Nós ficamos na fila para percorrer esse caminho, mas (felizmente) estava muito cheio e não daria tempo de descer a montanha se esperássemos mais tempo. Mas só para resumir, Huashan já foi um lugar muito perigoso, hoje ainda é um pouco, pois alguns dos caminhos são bem íngremes, e é um local com escadas que te desafiam fisicamente. É um local com escadas que desfiam a lógica e a física. É um local com muitas escadas.
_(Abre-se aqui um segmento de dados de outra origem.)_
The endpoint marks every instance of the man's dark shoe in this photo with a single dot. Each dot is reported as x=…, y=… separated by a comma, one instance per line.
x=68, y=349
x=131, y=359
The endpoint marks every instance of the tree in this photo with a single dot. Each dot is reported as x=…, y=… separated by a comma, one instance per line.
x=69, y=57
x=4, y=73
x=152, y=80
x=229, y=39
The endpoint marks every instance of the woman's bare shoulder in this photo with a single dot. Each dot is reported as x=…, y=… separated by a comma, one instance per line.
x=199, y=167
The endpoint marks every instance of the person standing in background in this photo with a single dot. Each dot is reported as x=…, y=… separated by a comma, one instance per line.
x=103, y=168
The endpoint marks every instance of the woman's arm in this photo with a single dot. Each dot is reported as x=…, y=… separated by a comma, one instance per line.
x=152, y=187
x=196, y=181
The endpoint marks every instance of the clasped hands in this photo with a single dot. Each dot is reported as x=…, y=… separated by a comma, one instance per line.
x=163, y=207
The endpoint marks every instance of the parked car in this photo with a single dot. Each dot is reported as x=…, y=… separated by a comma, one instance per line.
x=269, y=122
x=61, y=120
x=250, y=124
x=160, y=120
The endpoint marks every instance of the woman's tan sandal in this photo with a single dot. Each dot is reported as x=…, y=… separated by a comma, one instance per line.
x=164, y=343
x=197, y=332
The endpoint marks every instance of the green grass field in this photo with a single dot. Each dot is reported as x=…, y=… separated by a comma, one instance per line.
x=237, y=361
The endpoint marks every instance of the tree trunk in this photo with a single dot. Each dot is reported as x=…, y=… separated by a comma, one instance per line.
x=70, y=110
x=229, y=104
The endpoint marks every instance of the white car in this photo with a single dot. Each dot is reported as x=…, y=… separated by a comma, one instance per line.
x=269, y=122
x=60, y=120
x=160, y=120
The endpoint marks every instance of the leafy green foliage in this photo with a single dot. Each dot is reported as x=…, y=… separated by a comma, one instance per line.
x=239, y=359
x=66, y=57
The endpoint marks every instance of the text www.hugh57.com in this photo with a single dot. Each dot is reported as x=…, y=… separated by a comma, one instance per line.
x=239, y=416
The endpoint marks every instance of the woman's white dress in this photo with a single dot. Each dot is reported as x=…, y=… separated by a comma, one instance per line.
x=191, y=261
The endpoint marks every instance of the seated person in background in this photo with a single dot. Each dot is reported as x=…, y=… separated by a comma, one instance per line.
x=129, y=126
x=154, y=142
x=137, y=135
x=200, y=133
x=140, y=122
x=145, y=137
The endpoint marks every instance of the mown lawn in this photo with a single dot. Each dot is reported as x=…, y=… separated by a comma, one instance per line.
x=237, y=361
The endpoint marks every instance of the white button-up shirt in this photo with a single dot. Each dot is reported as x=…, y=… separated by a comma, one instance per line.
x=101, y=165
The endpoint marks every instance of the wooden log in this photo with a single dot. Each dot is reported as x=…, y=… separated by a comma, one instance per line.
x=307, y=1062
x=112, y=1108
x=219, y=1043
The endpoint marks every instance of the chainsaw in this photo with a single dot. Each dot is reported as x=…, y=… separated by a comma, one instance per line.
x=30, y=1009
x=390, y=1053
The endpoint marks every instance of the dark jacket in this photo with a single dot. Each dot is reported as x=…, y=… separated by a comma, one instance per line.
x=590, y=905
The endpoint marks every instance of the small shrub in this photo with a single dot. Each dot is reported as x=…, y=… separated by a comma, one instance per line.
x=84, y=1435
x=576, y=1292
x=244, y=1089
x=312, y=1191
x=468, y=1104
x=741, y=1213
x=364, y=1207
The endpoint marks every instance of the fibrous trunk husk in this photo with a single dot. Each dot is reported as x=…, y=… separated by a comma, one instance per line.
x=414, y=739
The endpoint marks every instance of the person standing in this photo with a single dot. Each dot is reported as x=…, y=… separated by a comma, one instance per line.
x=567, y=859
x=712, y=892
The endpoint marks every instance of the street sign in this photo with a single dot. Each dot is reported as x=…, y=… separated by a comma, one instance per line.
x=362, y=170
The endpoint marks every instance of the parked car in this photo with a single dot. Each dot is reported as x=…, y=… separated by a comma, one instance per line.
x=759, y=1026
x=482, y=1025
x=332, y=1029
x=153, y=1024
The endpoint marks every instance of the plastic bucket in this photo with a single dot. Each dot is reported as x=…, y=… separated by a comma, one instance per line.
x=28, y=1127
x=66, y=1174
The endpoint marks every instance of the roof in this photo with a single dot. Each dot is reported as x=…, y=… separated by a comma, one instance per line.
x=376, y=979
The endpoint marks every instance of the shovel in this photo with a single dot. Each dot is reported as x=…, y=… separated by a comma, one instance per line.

É tanto degrau que dá vontade de se jogar lá de cima.

Estou só criando um contexto para falar que: conhecer todos os picos sem ajuda de algum facilitador, como teleférico ou bondinho, é bem desgastante.
Nosso plano inicial era fazer a montanha toda sem ajuda desses “facilitadores”, afinal somos aventureiros. E essas engenhocas são caras de usar. Na verdade o real motivo foi o valor mesmo, eu queria economizar uma grana. Para que pagar alguns dólares se você pode subir mais de 4 mil degraus sozinho? Bobagem. Mas como encontramos outro grupo de gringos na fila do ticket de entrada (talvez os únicos que vimos por lá) e eles disseram que andaríamos muito no topo da montanha e que seria melhor subir com alguma ajuda, mudamos de ideia. Eu fui meio cético, mas a Marina se convenceu, essa santa em forma de mulher, ainda bem por isso, pois senão nós não estaríamos mais nesse planeta.
Subir até o “quase cume” foi uma jornada magnífica. O caminho do teleférico é bem bonito e até aí o dia estava indo bem. Chegar lá em cima foi incrível também. O lugar é lindo e é fácil entender porque é considerada uma montanha sagrada. Nós chegamos em praticamente três dos cinco cumes possíveis, e a vista era sempre espetacular. Além da vista, toda a aura da montanha é algo de outro planeta, principalmente nas rotas e picos menos cheios. Ali a gente andava, andava, andava. Subíamos e descíamos escadas e do nada nos deparávamos com algum monastério mais antigo que aquele vinho que a sua avó guarda para “ocasiões especiais”. Como o monastério foi parar ali não sei.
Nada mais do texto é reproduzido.